Non pas du tout, j’étais une grosse merguez [rires]. Je me rappelle, j’ai raté tellement de fois le tiramisu. J’en avais trop marre de payer pour réessayer d’en faire un. En plus, le mascarpone c’est hyper cher au Mexique. J’arrivais dans le magasin je me disais : “Putain, encore 50 pesos pour du mascarpone”. Heureusement, au bout d’un moment, je le faisais parfaitement et mes frères et sœur adoraient. En fin de compte, ce temps et cet argent investis ont porté leurs fruits.

Tu la définirais comment, ta cuisine ?

Elle est typiquement lyonnaise, pleine de goût, de saveurs franches et assez rustiques. Parfois, j’essaye d’être fin dans mes dressages, mais je n’ai pas encore la main pour que ça soit exactement comme je le voudrais. Donc je préfère rester dans quelque chose de rustique avec des goûts très marqués, délicats mais pas trop. C’est une cuisine française bourgeoise influencée par mes savoirs mexicains.

Je ne suis pas un cuisinier mexicain qui est venu apprendre la cuisine française. Je suis un Mexicain qui cuisinait déjà français. Toutes les saveurs et les associations que je peux faire viennent de mes souvenirs, quand à 17 ans je mangeais des tacos après une soirée, ou quand le dimanche j’allais manger de la barbacoa et de la birria avec mes parents. C’est ça qui rend ma cuisine lyonnaise atypique. Je la saupoudre d’amour, de piment et de coriandre.

Comment as-tu réagi après qu’Hélène Darroze t’a annoncé que tu rejoignais la brigade cachée ?

J’étais heureux, mais vu que c’était un truc auquel je ne m’attendais pas du tout, à ce moment-là, j’avais le moral à zéro à cause de mon élimination.
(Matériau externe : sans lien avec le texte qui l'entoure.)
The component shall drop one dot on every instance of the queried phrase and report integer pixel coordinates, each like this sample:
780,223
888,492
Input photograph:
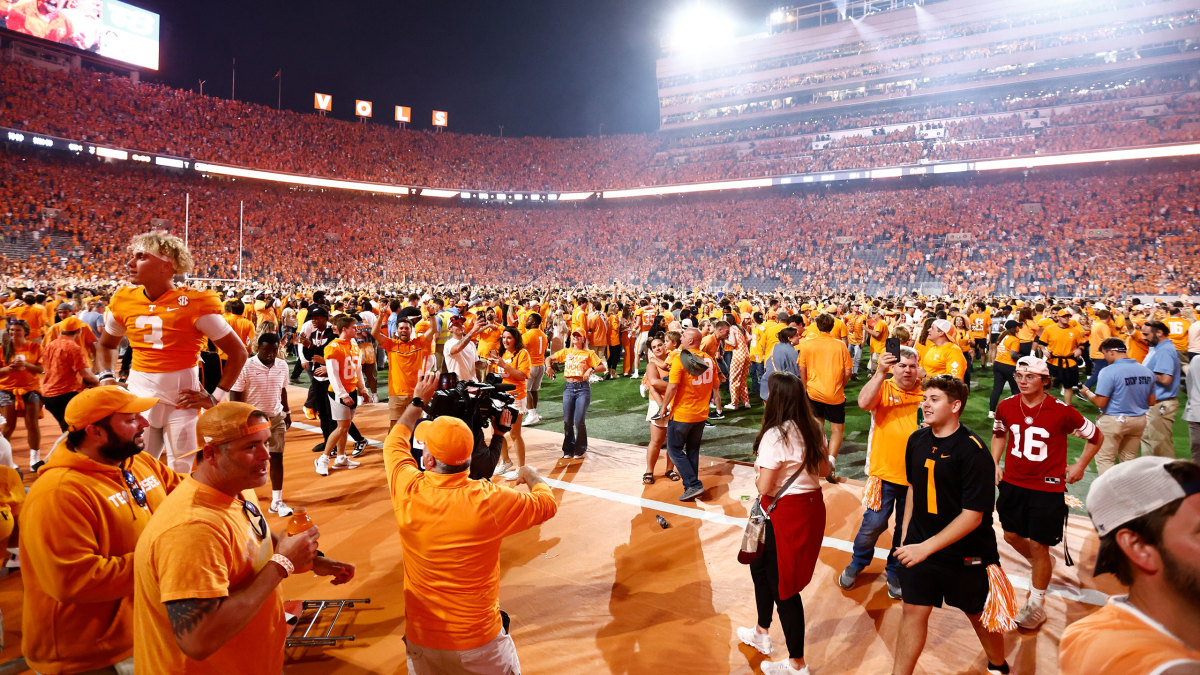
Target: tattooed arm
203,626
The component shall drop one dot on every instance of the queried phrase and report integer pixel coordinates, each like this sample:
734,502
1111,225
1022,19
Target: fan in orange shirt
167,327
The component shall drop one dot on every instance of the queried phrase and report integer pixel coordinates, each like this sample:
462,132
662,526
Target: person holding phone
514,364
580,364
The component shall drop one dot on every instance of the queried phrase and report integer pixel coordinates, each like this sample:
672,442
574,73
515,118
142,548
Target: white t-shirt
463,363
774,453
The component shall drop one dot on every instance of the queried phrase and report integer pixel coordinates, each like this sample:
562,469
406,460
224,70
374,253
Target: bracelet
282,561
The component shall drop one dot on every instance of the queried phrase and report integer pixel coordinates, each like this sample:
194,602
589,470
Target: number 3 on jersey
1035,442
153,327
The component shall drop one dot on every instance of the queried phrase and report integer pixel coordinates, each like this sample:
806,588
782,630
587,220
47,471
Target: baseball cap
71,323
93,405
1131,490
448,438
227,420
1035,365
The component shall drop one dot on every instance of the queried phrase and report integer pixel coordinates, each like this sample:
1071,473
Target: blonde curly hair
160,243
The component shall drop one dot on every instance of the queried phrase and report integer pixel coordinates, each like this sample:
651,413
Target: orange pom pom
1000,609
873,493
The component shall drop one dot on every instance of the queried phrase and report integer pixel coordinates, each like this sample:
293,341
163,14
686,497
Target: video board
108,28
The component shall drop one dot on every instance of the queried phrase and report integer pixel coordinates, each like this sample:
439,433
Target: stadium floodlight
697,29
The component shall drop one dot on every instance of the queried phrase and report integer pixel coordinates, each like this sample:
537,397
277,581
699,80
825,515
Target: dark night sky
538,67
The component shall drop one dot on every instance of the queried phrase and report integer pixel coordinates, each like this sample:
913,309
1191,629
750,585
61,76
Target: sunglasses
257,523
136,490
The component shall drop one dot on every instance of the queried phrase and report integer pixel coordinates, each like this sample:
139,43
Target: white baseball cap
1131,490
1035,365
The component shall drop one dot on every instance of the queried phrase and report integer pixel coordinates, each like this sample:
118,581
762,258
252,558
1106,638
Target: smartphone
892,346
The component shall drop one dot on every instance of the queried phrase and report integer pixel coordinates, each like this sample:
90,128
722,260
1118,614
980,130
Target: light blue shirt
1128,386
1163,359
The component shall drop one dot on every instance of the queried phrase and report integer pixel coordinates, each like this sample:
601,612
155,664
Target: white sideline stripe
1089,596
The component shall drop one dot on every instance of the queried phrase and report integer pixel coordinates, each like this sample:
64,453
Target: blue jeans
683,448
576,399
875,523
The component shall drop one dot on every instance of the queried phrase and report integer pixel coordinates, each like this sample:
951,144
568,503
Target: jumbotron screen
109,28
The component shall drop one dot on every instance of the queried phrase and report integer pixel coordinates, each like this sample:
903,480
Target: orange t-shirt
521,362
1120,638
405,363
693,393
576,362
199,544
162,332
825,360
535,342
349,362
22,380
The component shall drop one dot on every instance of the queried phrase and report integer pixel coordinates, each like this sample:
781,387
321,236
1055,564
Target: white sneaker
343,461
783,667
755,639
1030,617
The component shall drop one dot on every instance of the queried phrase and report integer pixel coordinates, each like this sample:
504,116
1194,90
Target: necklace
1029,417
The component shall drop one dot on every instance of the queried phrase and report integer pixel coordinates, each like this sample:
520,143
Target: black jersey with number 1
947,476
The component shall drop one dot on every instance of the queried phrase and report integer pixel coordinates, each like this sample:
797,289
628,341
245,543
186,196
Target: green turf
618,413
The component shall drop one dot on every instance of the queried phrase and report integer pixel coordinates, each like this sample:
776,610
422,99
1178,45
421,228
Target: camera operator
450,531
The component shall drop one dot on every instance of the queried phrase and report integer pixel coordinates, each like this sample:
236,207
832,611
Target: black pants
1002,374
58,406
765,573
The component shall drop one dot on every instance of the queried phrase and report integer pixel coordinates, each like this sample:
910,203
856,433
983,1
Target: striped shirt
263,384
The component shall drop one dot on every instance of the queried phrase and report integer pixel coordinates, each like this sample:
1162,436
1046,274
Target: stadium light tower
700,29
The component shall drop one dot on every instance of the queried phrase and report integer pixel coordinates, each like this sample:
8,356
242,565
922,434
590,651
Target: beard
117,449
1183,578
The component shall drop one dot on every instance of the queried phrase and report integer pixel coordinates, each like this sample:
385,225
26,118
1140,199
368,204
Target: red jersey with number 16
1037,449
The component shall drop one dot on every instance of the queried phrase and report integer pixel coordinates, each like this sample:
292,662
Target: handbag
756,525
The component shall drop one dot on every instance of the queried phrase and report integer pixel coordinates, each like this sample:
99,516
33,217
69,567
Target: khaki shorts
279,431
396,406
498,657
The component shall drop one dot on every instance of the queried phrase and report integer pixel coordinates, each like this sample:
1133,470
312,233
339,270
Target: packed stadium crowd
880,65
109,109
1109,231
892,40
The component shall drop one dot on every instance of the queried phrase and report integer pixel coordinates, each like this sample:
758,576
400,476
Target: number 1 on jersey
154,330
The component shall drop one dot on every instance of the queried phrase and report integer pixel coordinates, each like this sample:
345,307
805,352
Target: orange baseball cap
227,420
71,324
448,438
93,405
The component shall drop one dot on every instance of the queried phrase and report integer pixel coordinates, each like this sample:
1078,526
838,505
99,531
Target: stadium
930,171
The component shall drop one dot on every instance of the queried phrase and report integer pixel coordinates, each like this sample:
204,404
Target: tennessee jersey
163,332
349,362
1037,441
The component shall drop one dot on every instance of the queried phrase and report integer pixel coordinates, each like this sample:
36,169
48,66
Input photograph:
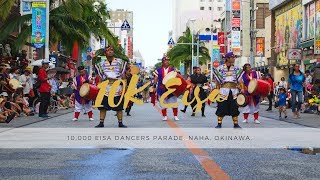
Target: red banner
236,22
216,63
221,38
222,49
236,5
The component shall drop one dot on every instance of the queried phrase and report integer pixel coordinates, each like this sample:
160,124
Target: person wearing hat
26,82
227,79
199,79
5,116
81,103
111,69
159,74
44,89
253,105
194,70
C’était très cool cette nouvelle, mais j’avais tourné la page Top Chef, je n’étais plus dans le même mood.

Ça fait quoi de passer de la Légion étrangère à la cuisine ?
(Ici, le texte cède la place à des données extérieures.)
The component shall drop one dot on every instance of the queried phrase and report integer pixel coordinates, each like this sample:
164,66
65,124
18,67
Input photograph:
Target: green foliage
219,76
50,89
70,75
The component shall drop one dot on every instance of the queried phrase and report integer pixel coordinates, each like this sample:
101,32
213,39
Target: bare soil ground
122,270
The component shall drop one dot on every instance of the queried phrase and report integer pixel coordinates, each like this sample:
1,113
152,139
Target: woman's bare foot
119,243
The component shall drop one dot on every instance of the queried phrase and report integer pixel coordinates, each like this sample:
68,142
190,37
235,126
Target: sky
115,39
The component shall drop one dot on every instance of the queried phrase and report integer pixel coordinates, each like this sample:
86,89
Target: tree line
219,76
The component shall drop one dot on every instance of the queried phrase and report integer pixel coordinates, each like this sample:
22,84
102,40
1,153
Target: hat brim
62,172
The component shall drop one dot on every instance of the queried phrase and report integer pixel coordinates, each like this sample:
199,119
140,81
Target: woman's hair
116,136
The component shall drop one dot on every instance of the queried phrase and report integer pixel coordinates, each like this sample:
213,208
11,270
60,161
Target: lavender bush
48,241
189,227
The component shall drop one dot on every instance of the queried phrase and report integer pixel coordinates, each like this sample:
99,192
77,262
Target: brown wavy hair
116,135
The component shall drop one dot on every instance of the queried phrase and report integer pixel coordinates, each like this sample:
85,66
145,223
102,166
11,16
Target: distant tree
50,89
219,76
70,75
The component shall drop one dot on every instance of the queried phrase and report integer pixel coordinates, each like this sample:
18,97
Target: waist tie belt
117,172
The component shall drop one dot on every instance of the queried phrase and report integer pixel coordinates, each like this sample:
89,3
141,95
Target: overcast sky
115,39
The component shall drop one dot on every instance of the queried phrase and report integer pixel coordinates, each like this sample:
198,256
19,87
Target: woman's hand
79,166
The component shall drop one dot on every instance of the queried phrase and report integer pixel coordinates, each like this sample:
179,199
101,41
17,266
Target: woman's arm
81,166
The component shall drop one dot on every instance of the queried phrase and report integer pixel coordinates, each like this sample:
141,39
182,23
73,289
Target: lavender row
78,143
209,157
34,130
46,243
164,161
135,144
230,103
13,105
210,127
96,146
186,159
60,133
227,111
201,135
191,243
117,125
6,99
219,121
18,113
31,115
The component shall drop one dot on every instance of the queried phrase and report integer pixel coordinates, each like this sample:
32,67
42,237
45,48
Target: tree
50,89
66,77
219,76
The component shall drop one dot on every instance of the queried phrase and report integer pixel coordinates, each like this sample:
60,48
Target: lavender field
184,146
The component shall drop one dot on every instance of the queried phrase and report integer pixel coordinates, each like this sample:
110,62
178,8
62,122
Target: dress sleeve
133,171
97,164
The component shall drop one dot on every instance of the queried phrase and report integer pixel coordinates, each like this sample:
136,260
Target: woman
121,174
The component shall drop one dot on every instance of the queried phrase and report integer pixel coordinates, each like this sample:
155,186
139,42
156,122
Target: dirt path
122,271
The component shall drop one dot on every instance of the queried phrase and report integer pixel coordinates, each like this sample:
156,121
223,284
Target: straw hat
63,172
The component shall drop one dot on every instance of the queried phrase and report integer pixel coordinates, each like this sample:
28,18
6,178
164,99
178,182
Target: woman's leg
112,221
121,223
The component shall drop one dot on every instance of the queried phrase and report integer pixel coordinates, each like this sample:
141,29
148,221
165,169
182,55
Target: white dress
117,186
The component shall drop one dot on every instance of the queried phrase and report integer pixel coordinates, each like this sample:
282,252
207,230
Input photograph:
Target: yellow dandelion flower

On ne dirait pas, mais il y a beaucoup de points communs. La rigueur reste la même, je me lève presque aussi tôt, tu as un chef, il y a des échelons à respecter, il faut être rapide. Honnêtement, je pense que la cuisine est beaucoup plus difficile que la Légion étrangère. À la Légion, tu fais ce que te dit ton chef et basta. Dans la cuisine, en plus des performances physiques et de la fatigue, il faut être un minimum créatif, artistique, des critères qu’on ne retrouve pas dans la Légion. Pour moi, c’était plus difficile de commencer la cuisine que la Légion. Je viens d’une famille de militaires, c’était dans mes gènes.
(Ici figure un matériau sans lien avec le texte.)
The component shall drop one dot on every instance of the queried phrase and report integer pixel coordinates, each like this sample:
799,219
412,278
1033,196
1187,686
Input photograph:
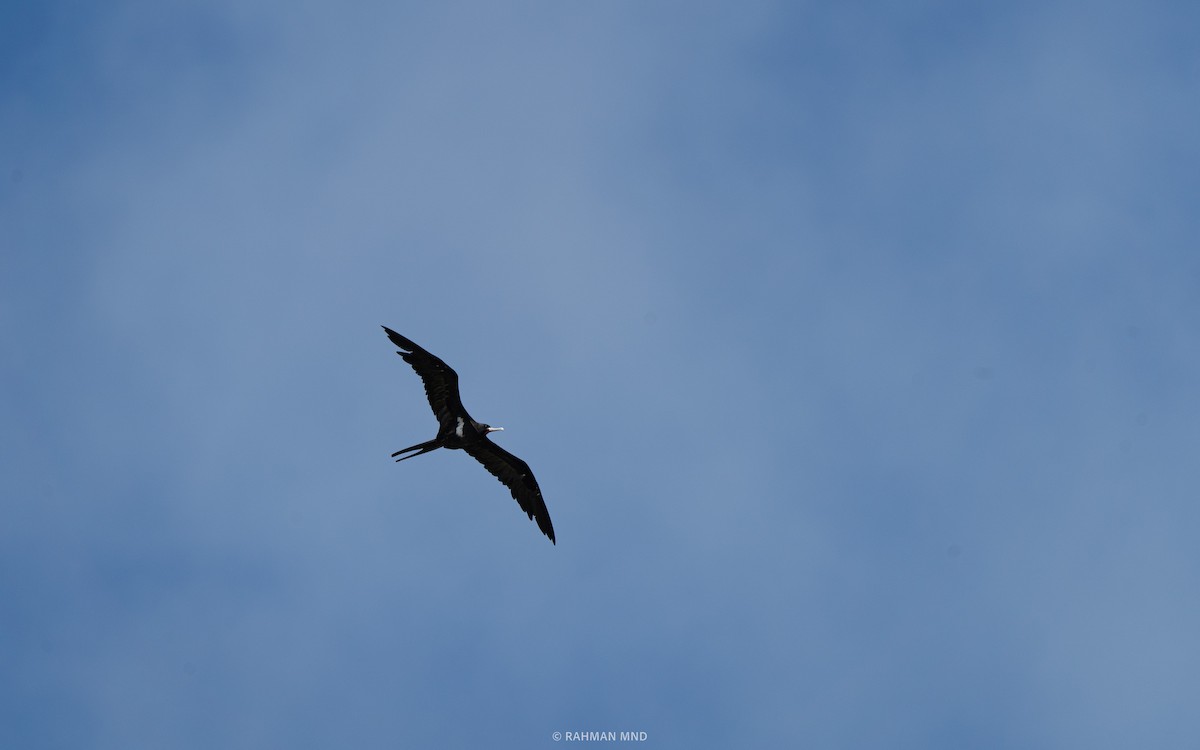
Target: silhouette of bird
457,430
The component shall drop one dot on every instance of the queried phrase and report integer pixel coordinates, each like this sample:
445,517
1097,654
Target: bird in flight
457,430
Comment tu arrives à gérer le stress pendant les épreuves ?

Je n’ai pas réussi à gérer mon stress, justement. Quand je suis stressé je me précipite, et c’est ce qu’il s’est passé durant l’émission. Je me suis pressé pour en finir le plus vite possible avec ces situations de stress. C’était ma cuisine, c’étaient mes idées, mais je ne les ai pas exécutés comme je le voulais.

Il y a des choses que tu aurais voulu montrer mais que tu n’as pas eu le temps de faire ?

Oui, clairement. Je voulais arriver à la guerre des restos pour faire une taquería avec Jacques et Carla, c’est des amoureux de la cuisine mexicaine. J’avais une idée pour les quarts de finale aussi. J’aurais voulu imposer aux autres candidats un pâté en croûte aux saveurs exotiques, à faire en 2 h 30, avec trois farces différentes. Un truc chaud patate, ça aurait été trop cool.

Tu tires quoi de ton expérience Top Chef ?

Grâce à la visibilité, les gens ont vu de quoi j’étais capable. Ils ont vu mon univers, et maintenant, je suis plus sollicité. Ça m’a ouvert des portes. Je ne m’y attendais pas mais je le reçois à bras ouverts.

C’est quoi la suite pour toi ?

Il y a un petit paquet de projets, mais rien de concret. Je commence à peine à avoir des entretiens. Actuellement, j’aimerais faire un truc un peu baroudeur à Lyon, faire de la cuisine vraiment sauvage, dans des situations réelles, en forêt par exemple.